Lorsque toutes les options conventionnelles sont épuisées, l’immunothérapie peut représenter une stratégie entièrement nouvelle pour éradiquer les cellules cancéreuses.

Virus oncolytiques pour le cancer du cerveau

L’une des approches les plus prometteuses repose sur l’utilisation de virus oncolytiques, seuls ou en combinaison avec une chimiothérapie ou une radiothérapie.

Ces virus, inoffensifs pour l’humain, sont capables de se fixer spécifiquement sur les cellules cancéreuses, de s’y multiplier et d’y induire l’apoptose (mort cellulaire programmée). Une fois la cellule détruite, de nouveaux virions pénètrent dans le sang et vont attaquer d’autres cellules tumorales. Les virus « étiquettent » également les cellules cancéreuses, facilitant leur reconnaissance par le système immunitaire.

Actuellement, ces virus peuvent être administrés par voie intraveineuse, intranasale ou directement dans la tumeur. Cette dernière méthode permet un effet thérapeutique maximal, surtout lorsqu’elle est couplée à l’exérèse chirurgicale. Cela réduit les traumatismes pour le patient tout en assurant la destruction des cellules résiduelles.

Chez Biotherapy International, nous avons une longue expérience dans le traitement des cancers du cerveau, notamment les glioblastomes, avec des virus oncolytiques. Environ 10 de nos patients ont été totalement guéris et vivent toujours sans récidive, plus de 20 à 30 ans après leur traitement initial.

Vaccins contre le cancer du cerveau

Les vaccins anticancéreux visent à stimuler le système immunitaire du patient pour qu’il identifie et détruise les cellules cancéreuses, en les traitant comme un agent pathogène.

Des virus oncolytiques, la toxine de Coley ou des échantillons tumoraux cryoconservés peuvent être utilisés pour marquer les cellules cancéreuses. Il est donc crucial de conserver un fragment de la tumeur lors de la première opération.

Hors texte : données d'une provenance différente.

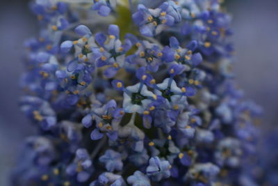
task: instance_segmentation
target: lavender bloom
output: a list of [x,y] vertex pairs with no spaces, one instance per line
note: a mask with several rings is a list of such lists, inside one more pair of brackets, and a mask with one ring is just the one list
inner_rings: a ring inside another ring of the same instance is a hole
[[38,133],[11,185],[260,179],[244,166],[261,109],[231,78],[221,1],[57,1],[31,3],[41,27],[24,43],[20,106]]

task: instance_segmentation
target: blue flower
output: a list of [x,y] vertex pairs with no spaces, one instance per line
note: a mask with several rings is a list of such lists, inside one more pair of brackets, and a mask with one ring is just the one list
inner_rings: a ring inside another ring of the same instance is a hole
[[149,178],[139,171],[129,176],[127,182],[133,186],[151,186]]
[[168,161],[161,160],[158,157],[155,156],[149,159],[146,171],[147,174],[151,176],[152,180],[158,182],[170,176],[170,169],[171,165]]
[[107,171],[110,172],[121,171],[123,166],[121,154],[111,149],[99,157],[99,162],[104,163]]

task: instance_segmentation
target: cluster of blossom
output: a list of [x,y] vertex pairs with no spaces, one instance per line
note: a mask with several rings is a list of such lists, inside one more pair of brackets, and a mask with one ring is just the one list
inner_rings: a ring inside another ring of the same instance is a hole
[[232,79],[220,1],[35,0],[31,8],[41,30],[25,43],[20,104],[38,134],[13,185],[252,178],[243,162],[255,153],[261,109]]

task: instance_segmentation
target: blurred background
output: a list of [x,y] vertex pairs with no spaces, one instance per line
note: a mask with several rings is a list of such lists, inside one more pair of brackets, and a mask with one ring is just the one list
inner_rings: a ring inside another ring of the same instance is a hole
[[[24,40],[38,36],[36,19],[26,0],[0,2],[0,185],[8,185],[8,173],[22,140],[33,133],[19,110],[18,82]],[[278,1],[226,0],[232,15],[236,50],[234,72],[246,98],[265,110],[262,129],[273,127],[278,116]]]

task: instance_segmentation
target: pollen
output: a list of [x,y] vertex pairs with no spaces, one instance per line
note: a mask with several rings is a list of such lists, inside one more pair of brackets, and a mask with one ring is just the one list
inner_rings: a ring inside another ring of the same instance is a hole
[[80,84],[82,85],[82,86],[85,86],[86,84],[86,82],[82,82],[80,83]]
[[176,60],[179,59],[180,58],[181,58],[181,56],[179,56],[179,55],[175,55],[175,56],[174,56],[174,59],[175,59]]
[[152,79],[149,82],[149,83],[150,83],[151,84],[154,84],[156,83],[156,79]]
[[109,38],[111,38],[111,40],[115,39],[116,37],[115,37],[114,35],[110,35],[109,36]]
[[52,26],[52,30],[54,31],[58,31],[58,27],[56,25]]
[[156,109],[156,107],[154,107],[154,106],[152,106],[151,107],[149,107],[149,110],[150,111],[153,111],[153,110],[154,110]]
[[58,175],[59,174],[59,169],[54,169],[54,170],[53,170],[53,173],[55,174],[55,175]]
[[153,20],[152,16],[149,16],[148,18],[147,18],[147,20],[148,20],[148,22],[151,22],[152,21],[152,20]]
[[179,159],[181,159],[181,158],[183,158],[183,156],[184,156],[184,154],[183,154],[183,153],[179,153]]
[[113,67],[115,67],[115,68],[118,68],[118,67],[119,67],[119,65],[118,65],[117,63],[113,63]]
[[84,55],[82,54],[80,54],[79,55],[79,59],[82,59],[83,56],[84,56]]
[[186,87],[181,88],[181,92],[183,92],[183,93],[186,92]]
[[152,96],[152,98],[153,98],[155,100],[157,100],[157,95],[154,95]]
[[149,111],[144,111],[144,115],[149,115]]
[[154,143],[151,141],[151,142],[149,143],[149,146],[154,146]]
[[49,176],[47,174],[44,174],[44,175],[42,176],[42,177],[40,178],[42,179],[42,180],[46,181],[46,180],[48,180]]
[[211,47],[211,43],[209,42],[205,42],[204,45],[205,47],[208,48],[209,47]]
[[121,82],[117,82],[117,88],[122,88],[122,84]]
[[97,126],[99,127],[102,127],[103,126],[104,126],[104,123],[102,123],[101,122],[101,123],[99,123],[98,125],[97,125]]
[[82,40],[83,40],[83,42],[87,42],[87,41],[88,41],[88,39],[87,39],[86,38],[83,37],[83,38],[82,38]]
[[161,16],[165,16],[165,15],[166,15],[166,13],[165,12],[161,13]]
[[189,79],[188,83],[189,83],[190,84],[193,84],[194,83],[194,79]]
[[139,55],[140,55],[140,57],[143,57],[143,56],[145,56],[145,52],[140,52]]
[[106,56],[101,56],[101,60],[102,61],[106,61],[107,59],[106,59]]
[[184,56],[184,58],[185,58],[186,60],[190,60],[190,56],[188,56],[188,55],[186,55],[186,56]]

Chez Biotherapy International, chaque vaccin est préparé sur mesure à partir du tissu tumoral du patient, afin d’optimiser la réponse immunitaire.

Q&R

Quels sont les effets secondaires de l'immunothérapie pour le cancer du cerveau ?
Comme tout autre traitement, l'immunothérapie a des effets secondaires. Cependant, ils sont beaucoup plus légers que ceux qui se développent avec la chimiothérapie ou la radiothérapie. Les effets secondaires les plus courants sont similaires aux symptômes d'une infection, tels que la fièvre, les frissons et la fatigue.
Combien coûte l'immunothérapie pour le cancer du cerveau ?
Le cours d'immunothérapie est toujours développé individuellement pour chaque patient, et il tient compte des particularités de l'organisme et du type de tumeur. De plus, l'état clinique de la santé du patient influencera le coût : dans certains cas, cela peut nécessiter des thérapies supplémentaires ou plus agressives. C'est pourquoi le coût du traitement pour chaque patient est calculé individuellement. En général, deux facteurs composent le coût : le développement de méthodes d'immunothérapie innovantes, plus l'utilisation de médicaments d'immunothérapie disponibles dans le commerce.